Deep Quantized Neural Network (DQNN) support
ST Edge AI Core Technology 2.2.0
r1.1
Overview
The ST Edge AI Core can be used to deploy a pre-trained Deep Quantized Neural Network (DQNN) model designed and trained with the QKeras and Larq libraries when targeting STM32, STELLAR, and ISPU. The purpose of this article is to highlight the supported configurations and limitations to be able to deploy an efficient and optimized c-inference model for ST targets. For detailed explanations and recommendations to design a DQNN model checkout the respective user guide or provided notebook(s).
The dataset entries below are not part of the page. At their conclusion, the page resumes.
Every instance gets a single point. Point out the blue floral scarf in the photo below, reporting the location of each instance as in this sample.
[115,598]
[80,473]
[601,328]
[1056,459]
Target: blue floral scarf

Deep Quantized Neural Network
Quantized models generally refer to models which use an 8-bit signed/unsigned integer data format to encode each weight and activation. After an optimization/quantization process (Post Training Quantization, PTQ or Quantization Aware Training, QAT fashion), it allows to deploy a floating-point network using smaller integers arithmetic to be more efficient in terms of computational resources. DQNN denotes models where bit width used in some weight and/or activation is smaller than 8 bit. Mixed data types (hybrid layer) can be also considered for a given operator (i.e. weight in binary, activation in 8-bit signed integer or 32-b floating point) allowing to manage a trade-off in terms of accuracy/precision and memory peak usage. To ensure performance, QKeras and Larq libraries only train in a quantization-aware mode (QAT).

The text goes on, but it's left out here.